As this becomes apparent, a lot of folks are busily parsing the difference between a lie and an exaggeration, a spinmeister and a fabricator. But by any definition, the script for a preventive war of preemptive self-defense was a craftily designed White House sales pitch.
So we don't know whether there are WMDs. But more important, we still don't know the real reasons why Bush went to war and why he thought those reasons wouldn't ''sell.''
Did we launch this war, as one pro-war e-mailer boasted, to ''flex our muscles''? To tell the post-9/11 world not to screw around with a superpower? To rid the world of Saddam Hussein and gamble that democracy will come up on the dice, not fundamentalism? Was it for oil? Revenge? All of the above?
The real lie is that the administration didn't (dare?) make its essential case for war. And the real shame is not that we were conned but that, so far, we don't mind.

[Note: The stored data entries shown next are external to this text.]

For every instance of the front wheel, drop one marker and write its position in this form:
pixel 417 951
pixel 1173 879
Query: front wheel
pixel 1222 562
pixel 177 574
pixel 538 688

''As one who meanders around the middle on most issues,'' writes a St. Paul woman, ''I am as disgusted with the hypocrisy of the right as with the gutlessness of the left.'' Writes a Santa Monica, Calif., reader, ''Why is everybody being so freaking nice about it?''
A generation ago, ''Nightline'' began its tenure with each show announcing that it was Day 12 or Day 120 in the Iran hostage crisis. Where is the network today that would track Day 75 in the Search for WMDs? Where is the Democratic candidate who would adopt this admittedly high-risk strategy? Where is the member of the White House team - memo to Colin Powell? - willing to resign in protest over being misled into misleading?
Instead the president draws yet another link between 9/11 and Iraq, telling $4 million worth of donors in New York Monday night that ''terrorists declared war on the United States of America, and war is what they got.'' And he gets away with it.
It's being said that this war marked the beginning of the American Empire in our relationship to the world. How about domestically? An empire doesn't have citizens, it has subjects. Subjects don't expect to challenge the emperor or even to be told the facts.
This New American Empire begins at home. The famous flight suit may end up at the Smithsonian as the emperor's new clothes.